Family of instruments for the measurement of the total mass flow rate of a fluid

Temperature at the sensors varies depending upon the mass flow

Thermal mass flow meters, also known as thermal dispersion or immersible mass flow meters, comprise a family of instruments for the measurement of the total mass flow rate of a fluid, primarily gases, flowing through closed conduits. Thermal mass flow meters measure fluid mass flow rate indirectly by measuring the difference in temperature before and after a heating element. The difference in temperature measurements will vary proportionally to the mass flow rate of the fluid because of convection. Many mass flow controllers (MFC) which combine a mass flow meter, electronics and a valve are based on this design.
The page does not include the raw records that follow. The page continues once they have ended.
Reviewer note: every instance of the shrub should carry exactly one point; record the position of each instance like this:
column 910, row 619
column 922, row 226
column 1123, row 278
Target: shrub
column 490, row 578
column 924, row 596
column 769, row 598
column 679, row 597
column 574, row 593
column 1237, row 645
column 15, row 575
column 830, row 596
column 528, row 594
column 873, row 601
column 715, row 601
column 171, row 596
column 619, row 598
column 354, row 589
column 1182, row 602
In the case of the thermal dispersion, or immersible, type of flow meter, the heat is transferred to the boundary layer of the fluid flowing over the heated surface. In the case of the capillary-tube type, the heat is transferred to the bulk of the fluid flowing through a small heated capillary tube. The principles of operation of the two types are both thermal in nature, but are so substantially different that two separate standards are required. Additionally, their applications are much different. Thermal dispersion flow meters are commonly used for general industrial gas flow applications in pipes and ducts, whereas capillary types are primarily used for smaller flows of clean gases or liquids in tubes. This type is most widely used for thermal mass flow meters in industry. Nevertheless, the capillary type is not the subject of this discussion.

==Thermal dispersion mass flow meter history==
The operation of thermal dispersion mass flow meters is attributed to L.V. King who, in 1914, published his famous King's Law revealing how a heated wire immersed in a fluid flow measures the mass velocity at a point in the flow. King called his instrument a "hot-wire anemometer". However, it was not until the 1960s and 1970s that industrial-grade thermal dispersion mass flow meters finally emerged.

==Industrial applications==
The primary reason thermal mass flow meters are popular in industrial applications is the way they are designed and built. They feature no moving parts, nearly unobstructed straight through flow path, require no temperature or pressure corrections and retain accuracy over a wide range of flow rates. Straight pipe runs can be reduced by using dual-plate flow conditioning elements. Thermal mass flow meters are typically used in low flow conditions because the amount of heat required for an effective measurement is proportional to flow rate.

However, in many applications, the thermal properties of the fluid can be dependent upon fluid composition. In such applications, varying composition of the fluid during actual operation can affect the thermal flow measurement. Therefore, it is important for the thermal flow meter supplier to know the composition of the fluid so that the proper calibration factor can be used to determine the flow rate accurately. Suppliers can provide appropriate calibration information for other gas mixtures, however the accuracy of the thermal flow meter is dependent on the actual gas mixture being the same as the gas mixture used for calibration purposes. In other words, the accuracy of a thermal flow meter calibrated for a given gas mixture will be degraded if the actual flowing gas has a different composition.